Kelli A. Ogawa

Organocatalyzed anodic oxidation of aldehydes.

A method for the catalytic formation of electroauxiliaries and subsequent anodic oxidation has been developed. The process interfaces N-heterocyclic carbene-based organocatalysis with electro-organic synthesis to achieve direct oxidation of catalytically generated electroactive intermediates. We demonstrate the applicability of this method as a one-pot conversion of aldehydes to esters for a broad range of aldehyde and alcohol substrates. Furthermore, the anodic oxidation reactions are very clean, producing only H(2) gas as a result of cathodic reduction.

Metal-Free Ring-Opening Metathesis Polymerization

We have developed a method to achieve ring-opening metathesis polymerization (ROMP) mediated by oxidation of organic initiators in the absence of any transition metals. Radical cations, generated via one-electron oxidation of vinyl ethers, were found to react with norbornene to give polymeric species with microstructures essentially identical to those traditionally obtained via metal-mediated ROMP. We found that vinyl ether oxidation could be accomplished under mild conditions using an organic photoredox mediator. This led to high yields of polymer and generally good correlation between M(n) values and initial monomer to catalyst loadings. Moreover, temporal control over reinitiation of polymer growth was achieved during on/off cycles of light exposure. This method demonstrates the first metal-free method for controlled ROMP.

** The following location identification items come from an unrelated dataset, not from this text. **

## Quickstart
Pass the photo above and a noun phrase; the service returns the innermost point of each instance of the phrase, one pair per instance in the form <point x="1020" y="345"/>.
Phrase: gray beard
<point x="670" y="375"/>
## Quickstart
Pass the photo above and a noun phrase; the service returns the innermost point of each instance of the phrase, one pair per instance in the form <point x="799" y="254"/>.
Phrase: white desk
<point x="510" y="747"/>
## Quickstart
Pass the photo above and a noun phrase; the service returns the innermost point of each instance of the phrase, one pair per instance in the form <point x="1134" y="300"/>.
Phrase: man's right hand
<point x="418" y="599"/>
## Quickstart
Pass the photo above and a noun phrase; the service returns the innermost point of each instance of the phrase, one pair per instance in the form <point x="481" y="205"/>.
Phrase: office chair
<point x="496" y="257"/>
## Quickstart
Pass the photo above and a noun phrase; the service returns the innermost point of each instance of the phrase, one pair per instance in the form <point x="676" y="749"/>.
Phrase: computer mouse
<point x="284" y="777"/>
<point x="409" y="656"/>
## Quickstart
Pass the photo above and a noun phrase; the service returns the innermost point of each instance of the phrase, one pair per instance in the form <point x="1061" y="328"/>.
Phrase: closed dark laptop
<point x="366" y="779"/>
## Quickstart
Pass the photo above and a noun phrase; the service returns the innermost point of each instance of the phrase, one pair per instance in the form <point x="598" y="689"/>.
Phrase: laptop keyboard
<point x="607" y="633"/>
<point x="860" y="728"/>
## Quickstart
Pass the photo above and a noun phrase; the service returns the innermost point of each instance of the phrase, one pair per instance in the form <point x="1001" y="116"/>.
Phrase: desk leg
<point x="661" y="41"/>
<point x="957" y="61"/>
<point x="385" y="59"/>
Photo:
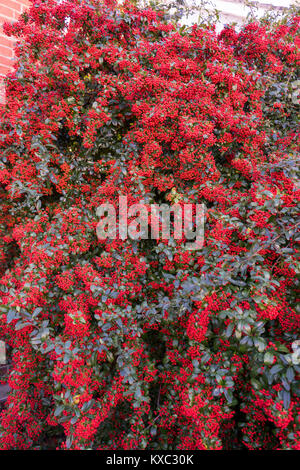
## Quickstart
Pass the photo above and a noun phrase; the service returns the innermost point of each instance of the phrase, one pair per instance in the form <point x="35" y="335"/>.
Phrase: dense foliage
<point x="128" y="344"/>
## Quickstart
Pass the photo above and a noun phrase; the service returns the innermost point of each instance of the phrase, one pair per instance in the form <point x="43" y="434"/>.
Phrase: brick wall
<point x="9" y="12"/>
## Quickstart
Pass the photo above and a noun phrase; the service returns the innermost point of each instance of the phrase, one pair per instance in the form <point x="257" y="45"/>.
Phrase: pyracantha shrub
<point x="128" y="344"/>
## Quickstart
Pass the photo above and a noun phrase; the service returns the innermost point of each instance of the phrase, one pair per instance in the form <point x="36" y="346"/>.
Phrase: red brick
<point x="9" y="12"/>
<point x="11" y="4"/>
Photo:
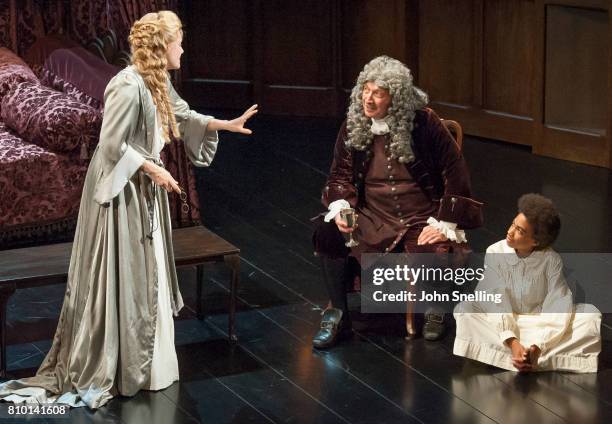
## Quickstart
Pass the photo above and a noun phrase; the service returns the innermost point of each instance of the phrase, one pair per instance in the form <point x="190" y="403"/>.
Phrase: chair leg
<point x="233" y="261"/>
<point x="5" y="293"/>
<point x="411" y="326"/>
<point x="199" y="287"/>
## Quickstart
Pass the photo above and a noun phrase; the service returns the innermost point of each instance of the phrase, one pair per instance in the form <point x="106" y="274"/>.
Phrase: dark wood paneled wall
<point x="532" y="72"/>
<point x="290" y="57"/>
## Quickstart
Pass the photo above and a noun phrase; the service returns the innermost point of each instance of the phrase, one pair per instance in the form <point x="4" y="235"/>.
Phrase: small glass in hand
<point x="350" y="217"/>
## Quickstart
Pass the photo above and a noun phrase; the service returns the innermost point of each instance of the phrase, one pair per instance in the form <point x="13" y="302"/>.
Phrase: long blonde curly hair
<point x="149" y="39"/>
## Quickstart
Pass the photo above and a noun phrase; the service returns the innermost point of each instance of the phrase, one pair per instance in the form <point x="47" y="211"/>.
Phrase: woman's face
<point x="376" y="100"/>
<point x="520" y="235"/>
<point x="173" y="55"/>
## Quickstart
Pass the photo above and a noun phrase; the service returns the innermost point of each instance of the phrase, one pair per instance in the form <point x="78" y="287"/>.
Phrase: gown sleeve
<point x="120" y="160"/>
<point x="557" y="307"/>
<point x="200" y="143"/>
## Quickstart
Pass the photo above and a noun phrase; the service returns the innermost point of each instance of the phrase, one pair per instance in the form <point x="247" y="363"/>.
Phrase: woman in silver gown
<point x="115" y="333"/>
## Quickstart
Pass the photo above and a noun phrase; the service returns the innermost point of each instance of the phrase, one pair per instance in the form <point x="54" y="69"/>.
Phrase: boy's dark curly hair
<point x="543" y="218"/>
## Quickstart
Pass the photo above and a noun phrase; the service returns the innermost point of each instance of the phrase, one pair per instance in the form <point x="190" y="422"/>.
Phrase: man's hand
<point x="430" y="235"/>
<point x="342" y="224"/>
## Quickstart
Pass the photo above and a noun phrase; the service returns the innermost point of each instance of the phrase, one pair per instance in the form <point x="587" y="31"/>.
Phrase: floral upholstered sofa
<point x="50" y="119"/>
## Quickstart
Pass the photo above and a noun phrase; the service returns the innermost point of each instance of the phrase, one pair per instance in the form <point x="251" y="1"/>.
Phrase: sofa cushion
<point x="50" y="119"/>
<point x="37" y="186"/>
<point x="13" y="70"/>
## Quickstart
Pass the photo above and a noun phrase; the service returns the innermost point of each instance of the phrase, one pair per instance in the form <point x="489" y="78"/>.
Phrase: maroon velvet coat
<point x="394" y="200"/>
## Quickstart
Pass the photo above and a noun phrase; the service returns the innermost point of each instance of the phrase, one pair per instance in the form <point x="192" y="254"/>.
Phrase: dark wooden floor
<point x="260" y="194"/>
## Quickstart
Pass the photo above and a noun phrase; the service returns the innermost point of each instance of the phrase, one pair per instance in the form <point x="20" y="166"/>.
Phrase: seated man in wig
<point x="396" y="164"/>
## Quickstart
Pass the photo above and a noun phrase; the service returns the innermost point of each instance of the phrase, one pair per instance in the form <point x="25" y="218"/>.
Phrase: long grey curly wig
<point x="394" y="76"/>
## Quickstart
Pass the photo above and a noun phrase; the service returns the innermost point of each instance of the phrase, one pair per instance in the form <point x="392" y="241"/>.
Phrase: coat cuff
<point x="449" y="229"/>
<point x="335" y="207"/>
<point x="110" y="185"/>
<point x="465" y="212"/>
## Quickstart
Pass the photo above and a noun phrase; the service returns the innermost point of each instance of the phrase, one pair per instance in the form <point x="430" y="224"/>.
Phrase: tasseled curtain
<point x="23" y="21"/>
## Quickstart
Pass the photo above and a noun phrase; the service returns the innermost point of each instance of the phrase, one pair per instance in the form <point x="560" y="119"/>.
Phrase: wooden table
<point x="44" y="265"/>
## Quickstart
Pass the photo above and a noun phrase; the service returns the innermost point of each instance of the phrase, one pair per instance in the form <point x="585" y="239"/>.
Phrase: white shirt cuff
<point x="449" y="229"/>
<point x="334" y="208"/>
<point x="505" y="335"/>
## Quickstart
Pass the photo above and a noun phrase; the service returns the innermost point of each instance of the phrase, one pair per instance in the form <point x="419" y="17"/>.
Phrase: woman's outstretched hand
<point x="236" y="124"/>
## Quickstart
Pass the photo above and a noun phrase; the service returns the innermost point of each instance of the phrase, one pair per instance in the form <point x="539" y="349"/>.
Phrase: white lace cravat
<point x="379" y="126"/>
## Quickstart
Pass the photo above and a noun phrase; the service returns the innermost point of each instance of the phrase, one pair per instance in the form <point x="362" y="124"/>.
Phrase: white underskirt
<point x="164" y="366"/>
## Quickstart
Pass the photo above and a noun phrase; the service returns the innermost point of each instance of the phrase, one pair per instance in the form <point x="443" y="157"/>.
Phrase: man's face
<point x="375" y="100"/>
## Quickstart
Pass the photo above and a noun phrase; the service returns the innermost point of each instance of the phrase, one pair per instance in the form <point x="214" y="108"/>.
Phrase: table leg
<point x="233" y="261"/>
<point x="199" y="286"/>
<point x="6" y="291"/>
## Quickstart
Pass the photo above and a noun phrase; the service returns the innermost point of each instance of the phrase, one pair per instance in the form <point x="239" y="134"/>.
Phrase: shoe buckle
<point x="327" y="325"/>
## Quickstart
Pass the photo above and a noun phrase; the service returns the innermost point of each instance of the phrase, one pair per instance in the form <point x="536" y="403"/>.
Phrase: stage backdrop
<point x="532" y="72"/>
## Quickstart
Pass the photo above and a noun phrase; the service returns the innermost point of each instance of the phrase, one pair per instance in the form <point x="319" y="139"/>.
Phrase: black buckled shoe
<point x="333" y="327"/>
<point x="434" y="326"/>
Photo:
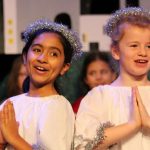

Organocatalyzed Anodic Oxidation of Aldehydes to Thioesters

A method has been developed for the direct conversion of aldehydes to thioesters via integration of organocatalysis and electrosynthesis. The thiazolium precatalyst was found to facilitate oxidation of thiolate anions, leading to deleterious formation of disulfide byproducts. By circumventing this competing reaction, thioesters were obtained in good-to-excellent yields for a broad range of aldehyde and thiol substrates. This approach provides an atom-efficient thioesterification that circumvents the need for stoichiometric exogenous oxidants, high cell potentials, or redox mediators.